Abstract:Transformer-based Single Image Deraining (SID) methods have achieved remarkable success, primarily attributed to their robust capability in capturing long-range interactions. However, we've noticed that current methods handle rain-affected and unaffected regions concurrently, overlooking the disparities between these areas, resulting in confusion between rain streaks and background parts, and inabilities to obtain effective interactions, ultimately resulting in suboptimal deraining outcomes. To address the above issue, we introduce the Region Transformer (Regformer), a novel SID method that underlines the importance of independently processing rain-affected and unaffected regions while considering their combined impact for high-quality image reconstruction.
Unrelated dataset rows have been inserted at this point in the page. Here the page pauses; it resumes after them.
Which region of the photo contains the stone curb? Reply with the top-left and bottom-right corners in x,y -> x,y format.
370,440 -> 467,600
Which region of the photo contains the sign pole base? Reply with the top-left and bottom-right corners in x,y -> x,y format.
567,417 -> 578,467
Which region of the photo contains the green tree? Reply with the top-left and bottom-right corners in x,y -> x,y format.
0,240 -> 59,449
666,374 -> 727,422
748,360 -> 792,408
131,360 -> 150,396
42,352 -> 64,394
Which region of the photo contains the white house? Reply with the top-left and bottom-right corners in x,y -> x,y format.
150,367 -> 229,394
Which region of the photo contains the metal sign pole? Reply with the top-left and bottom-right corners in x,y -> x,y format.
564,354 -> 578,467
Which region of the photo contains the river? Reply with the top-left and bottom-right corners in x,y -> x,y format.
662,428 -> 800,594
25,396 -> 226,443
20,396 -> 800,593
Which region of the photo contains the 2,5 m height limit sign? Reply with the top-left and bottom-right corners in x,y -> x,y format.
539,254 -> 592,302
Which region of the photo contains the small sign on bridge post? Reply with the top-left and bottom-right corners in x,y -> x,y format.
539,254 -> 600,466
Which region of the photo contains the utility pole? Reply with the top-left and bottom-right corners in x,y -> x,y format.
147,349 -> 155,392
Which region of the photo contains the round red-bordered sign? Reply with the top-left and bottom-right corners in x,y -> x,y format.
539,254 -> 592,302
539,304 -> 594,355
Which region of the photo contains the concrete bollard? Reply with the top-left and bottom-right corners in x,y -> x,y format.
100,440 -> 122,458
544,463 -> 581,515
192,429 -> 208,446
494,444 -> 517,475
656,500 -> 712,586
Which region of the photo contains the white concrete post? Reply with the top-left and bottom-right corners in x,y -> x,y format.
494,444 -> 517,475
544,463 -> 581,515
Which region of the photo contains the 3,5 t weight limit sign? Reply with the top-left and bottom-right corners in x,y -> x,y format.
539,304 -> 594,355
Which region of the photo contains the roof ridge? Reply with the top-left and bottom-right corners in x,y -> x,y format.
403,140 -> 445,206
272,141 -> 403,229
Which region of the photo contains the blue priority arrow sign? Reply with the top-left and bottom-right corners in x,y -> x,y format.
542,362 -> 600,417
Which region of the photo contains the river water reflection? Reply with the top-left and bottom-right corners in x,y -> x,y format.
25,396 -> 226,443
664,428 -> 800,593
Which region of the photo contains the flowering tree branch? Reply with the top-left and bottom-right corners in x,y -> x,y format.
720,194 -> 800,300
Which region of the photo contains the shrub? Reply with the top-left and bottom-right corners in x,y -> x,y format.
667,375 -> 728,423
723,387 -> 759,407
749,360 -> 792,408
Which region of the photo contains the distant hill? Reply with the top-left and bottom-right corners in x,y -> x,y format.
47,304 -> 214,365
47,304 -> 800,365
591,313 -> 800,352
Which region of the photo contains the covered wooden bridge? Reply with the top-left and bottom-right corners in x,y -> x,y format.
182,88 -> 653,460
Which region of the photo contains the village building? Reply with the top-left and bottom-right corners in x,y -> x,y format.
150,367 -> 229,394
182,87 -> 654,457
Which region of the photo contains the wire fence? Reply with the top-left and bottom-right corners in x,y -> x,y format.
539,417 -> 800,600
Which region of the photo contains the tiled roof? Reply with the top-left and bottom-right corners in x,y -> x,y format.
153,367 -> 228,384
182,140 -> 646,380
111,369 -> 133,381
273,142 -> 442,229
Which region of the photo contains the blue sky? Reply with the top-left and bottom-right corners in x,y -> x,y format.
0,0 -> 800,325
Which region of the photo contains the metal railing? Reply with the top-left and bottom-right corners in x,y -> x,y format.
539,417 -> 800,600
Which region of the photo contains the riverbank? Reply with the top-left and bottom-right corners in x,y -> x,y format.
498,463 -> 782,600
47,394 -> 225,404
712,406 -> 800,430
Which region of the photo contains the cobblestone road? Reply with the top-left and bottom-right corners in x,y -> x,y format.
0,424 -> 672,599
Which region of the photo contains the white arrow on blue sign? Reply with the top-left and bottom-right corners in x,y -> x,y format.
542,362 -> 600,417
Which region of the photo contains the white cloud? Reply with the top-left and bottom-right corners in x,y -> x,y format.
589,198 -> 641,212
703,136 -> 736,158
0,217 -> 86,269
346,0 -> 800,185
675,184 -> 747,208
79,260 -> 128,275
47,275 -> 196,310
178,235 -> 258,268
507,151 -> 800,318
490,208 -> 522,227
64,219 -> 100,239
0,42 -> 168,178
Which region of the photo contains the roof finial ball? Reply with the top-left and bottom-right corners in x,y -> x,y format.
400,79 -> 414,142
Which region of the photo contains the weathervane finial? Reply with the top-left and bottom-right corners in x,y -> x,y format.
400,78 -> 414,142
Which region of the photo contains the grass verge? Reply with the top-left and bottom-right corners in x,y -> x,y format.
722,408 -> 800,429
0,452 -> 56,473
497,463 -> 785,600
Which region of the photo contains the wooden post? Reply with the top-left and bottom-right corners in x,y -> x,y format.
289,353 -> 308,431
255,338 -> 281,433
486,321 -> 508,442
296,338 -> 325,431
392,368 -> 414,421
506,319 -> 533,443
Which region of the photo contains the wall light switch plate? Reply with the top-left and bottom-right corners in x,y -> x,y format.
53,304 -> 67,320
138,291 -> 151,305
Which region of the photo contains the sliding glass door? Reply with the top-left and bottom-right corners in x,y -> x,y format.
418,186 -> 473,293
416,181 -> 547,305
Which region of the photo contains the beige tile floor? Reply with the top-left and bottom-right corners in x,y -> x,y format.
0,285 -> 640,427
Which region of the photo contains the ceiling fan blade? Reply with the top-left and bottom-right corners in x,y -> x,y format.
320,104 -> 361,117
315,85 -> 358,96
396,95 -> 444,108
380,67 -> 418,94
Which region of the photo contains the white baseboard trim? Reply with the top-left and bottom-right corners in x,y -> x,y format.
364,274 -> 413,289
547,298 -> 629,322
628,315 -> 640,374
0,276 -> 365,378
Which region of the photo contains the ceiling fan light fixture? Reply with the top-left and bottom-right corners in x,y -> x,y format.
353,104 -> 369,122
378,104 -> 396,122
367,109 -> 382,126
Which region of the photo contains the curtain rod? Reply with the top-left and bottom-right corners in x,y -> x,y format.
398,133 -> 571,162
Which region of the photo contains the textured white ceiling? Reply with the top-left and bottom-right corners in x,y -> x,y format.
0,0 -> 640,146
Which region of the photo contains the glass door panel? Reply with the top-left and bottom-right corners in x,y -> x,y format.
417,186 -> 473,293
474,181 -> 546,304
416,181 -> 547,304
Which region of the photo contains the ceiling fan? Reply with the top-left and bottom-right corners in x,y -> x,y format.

The crux of our method is the innovative Region Transformer Block (RTB), which integrates a Region Masked Attention (RMA) mechanism and a Mixed Gate Forward Block (MGFB). Our RTB is used for attention selection of rain-affected and unaffected regions and local modeling of mixed scales. The RMA generates attention maps tailored to these two regions and their interactions, enabling our model to capture comprehensive features essential for rain removal. To better recover high-frequency textures and capture more local details, we develop the MGFB as a compensation module to complete local mixed scale modeling. Extensive experiments demonstrate that our model reaches state-of-the-art performance, significantly improving the image deraining quality. Our code and trained models are publicly available.